This is not looking good... some people on this list have gone and installed
Google 2FA after realizing their computer might be compromised. Enabling two-
factor auth WILL NOT resolve this issue if your computer has been compromised.
If you get this warning, you need to bring your computer to someone with real
security expertise and have it checked out. Strongly consider cleanly
reinstalling your OS, then enable two-factor authentication.

EDIT: Here's the message that Google is giving to people that have been
affected:
[http://support.google.com/mail/bin/answer.py?hl=en&ctx=m...](http://support.google.com/mail/bin/answer.py?hl=en&ctx=mail&answer=2591015)
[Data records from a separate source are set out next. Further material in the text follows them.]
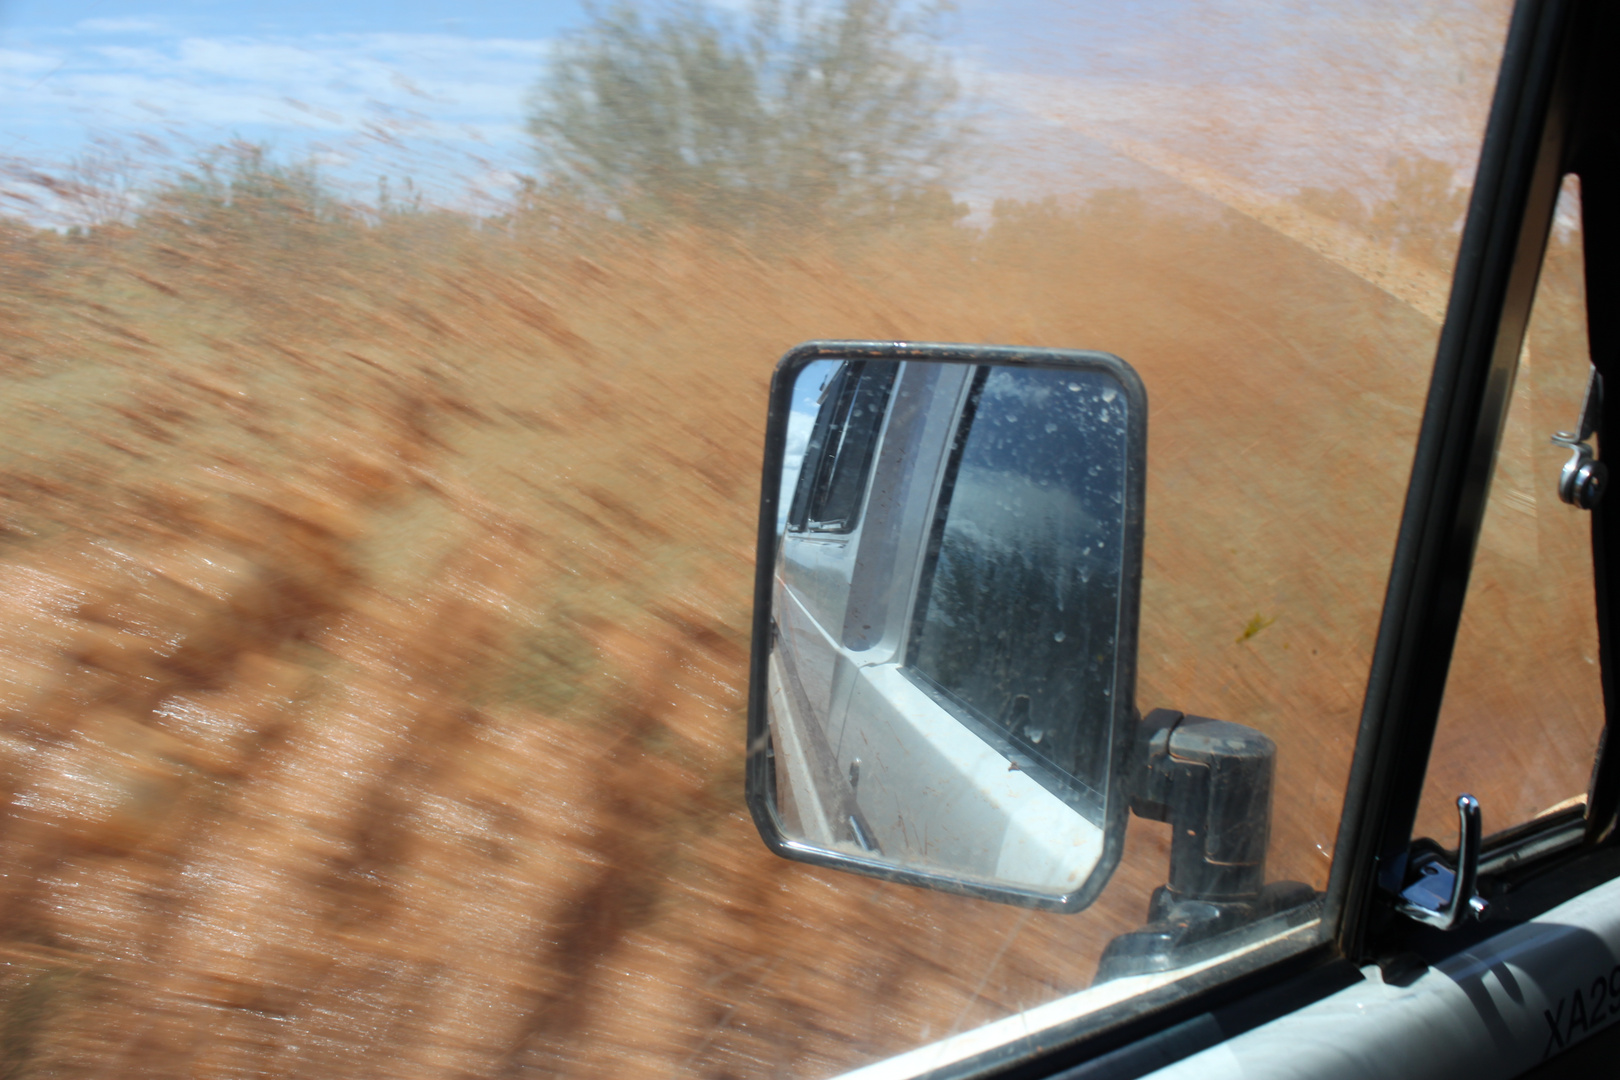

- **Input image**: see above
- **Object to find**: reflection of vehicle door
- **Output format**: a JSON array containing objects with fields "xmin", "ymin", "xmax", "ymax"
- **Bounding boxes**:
[
  {"xmin": 773, "ymin": 360, "xmax": 972, "ymax": 852},
  {"xmin": 834, "ymin": 364, "xmax": 1130, "ymax": 894},
  {"xmin": 775, "ymin": 361, "xmax": 898, "ymax": 745},
  {"xmin": 902, "ymin": 365, "xmax": 1130, "ymax": 806},
  {"xmin": 773, "ymin": 360, "xmax": 902, "ymax": 848}
]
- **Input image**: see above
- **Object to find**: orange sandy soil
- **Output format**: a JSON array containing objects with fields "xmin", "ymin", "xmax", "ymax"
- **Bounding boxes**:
[{"xmin": 0, "ymin": 193, "xmax": 1600, "ymax": 1077}]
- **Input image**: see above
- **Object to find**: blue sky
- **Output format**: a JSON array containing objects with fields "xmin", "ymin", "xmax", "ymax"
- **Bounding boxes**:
[
  {"xmin": 0, "ymin": 1, "xmax": 1512, "ymax": 221},
  {"xmin": 0, "ymin": 0, "xmax": 578, "ymax": 209}
]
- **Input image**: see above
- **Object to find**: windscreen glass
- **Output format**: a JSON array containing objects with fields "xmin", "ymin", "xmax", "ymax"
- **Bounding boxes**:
[
  {"xmin": 910, "ymin": 367, "xmax": 1127, "ymax": 807},
  {"xmin": 0, "ymin": 0, "xmax": 1518, "ymax": 1076}
]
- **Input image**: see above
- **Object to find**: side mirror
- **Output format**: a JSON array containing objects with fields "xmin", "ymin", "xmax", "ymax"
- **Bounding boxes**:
[{"xmin": 745, "ymin": 342, "xmax": 1147, "ymax": 911}]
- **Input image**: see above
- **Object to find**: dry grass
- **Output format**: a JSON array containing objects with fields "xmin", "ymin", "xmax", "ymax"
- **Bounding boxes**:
[{"xmin": 0, "ymin": 179, "xmax": 1598, "ymax": 1078}]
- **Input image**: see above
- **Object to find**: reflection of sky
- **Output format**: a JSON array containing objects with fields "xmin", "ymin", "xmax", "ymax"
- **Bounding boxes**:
[
  {"xmin": 1, "ymin": 0, "xmax": 1510, "ymax": 218},
  {"xmin": 778, "ymin": 359, "xmax": 839, "ymax": 533}
]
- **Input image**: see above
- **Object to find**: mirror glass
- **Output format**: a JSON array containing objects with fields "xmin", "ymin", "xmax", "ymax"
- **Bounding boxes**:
[{"xmin": 752, "ymin": 344, "xmax": 1145, "ymax": 910}]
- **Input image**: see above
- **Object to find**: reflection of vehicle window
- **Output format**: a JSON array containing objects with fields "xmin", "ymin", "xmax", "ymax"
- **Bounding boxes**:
[
  {"xmin": 787, "ymin": 361, "xmax": 897, "ymax": 533},
  {"xmin": 908, "ymin": 366, "xmax": 1128, "ymax": 807}
]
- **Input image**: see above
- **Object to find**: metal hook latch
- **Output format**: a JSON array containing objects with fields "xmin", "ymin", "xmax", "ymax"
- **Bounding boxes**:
[
  {"xmin": 1397, "ymin": 794, "xmax": 1489, "ymax": 930},
  {"xmin": 1552, "ymin": 365, "xmax": 1605, "ymax": 509}
]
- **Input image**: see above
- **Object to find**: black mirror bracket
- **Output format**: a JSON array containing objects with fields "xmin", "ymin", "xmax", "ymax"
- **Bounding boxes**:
[{"xmin": 1095, "ymin": 709, "xmax": 1317, "ymax": 982}]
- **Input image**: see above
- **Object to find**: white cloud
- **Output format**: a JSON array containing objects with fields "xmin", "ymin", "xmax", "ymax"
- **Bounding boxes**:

It looks like they're detecting exploit code sitting in people's accounts,
mostly in the form of PDF and Office docs and inside RARs. This might explain
why snowfl0w is on the list, since he handles a lot of this stuff daily and
some of it likely goes through his e-mail (on purpose). It's unclear if this
means that your account was successfully compromised. It's more likely that it
means someone is _attempting_ to get into your account.

------
eroei2012
Since New York Times recently reported that Stuxnet is a US State Sponsored
Cyber virus - which if you recall was accidentally released into the wild and
affected and attacked innocent end-user machines as collateral damage, and
with the ongoing US-Israeli state sponsored cyber warfare weapons of mass
destruction (operation Olympic Games) including the more recent releases of
Duqu and Flame virus.... can Google clarify if through its detailed analysis
as well as victim reports if Google will apply the same exacting standards and
warn end-users (both in the US and abroad, example: Iranian users) of these
domestic (US) state sponsored attacks as well? Even if Google was to choose to
go the higher route, wouldn't this kind of undermining and subterfuge (however
unintentional) really go unnoticed by its host nation? Or are exceptions of
convenience made in these cases due to the close ties that Google has with the
US intelligence agencies and the confirmed but secret and classified
collaboration that the Google has with the CIA and NSA in regards to GMail and
Google Accounts? No doubt there is a clear conflict of interest going on here.
To me this smells more like Google catering to State Sponsored Propaganda than
really caring about the security and privacy of their end-users.

------
dfc
Why the emphasis on state sponsored attacks? (I am aware of
stuxnet/flame/sanger's book) If google knows I am being targeted by a non-
state actor are they choosing not to notify me? Are we going back to a cold
war mentality where the only credible attacks are state sponsored?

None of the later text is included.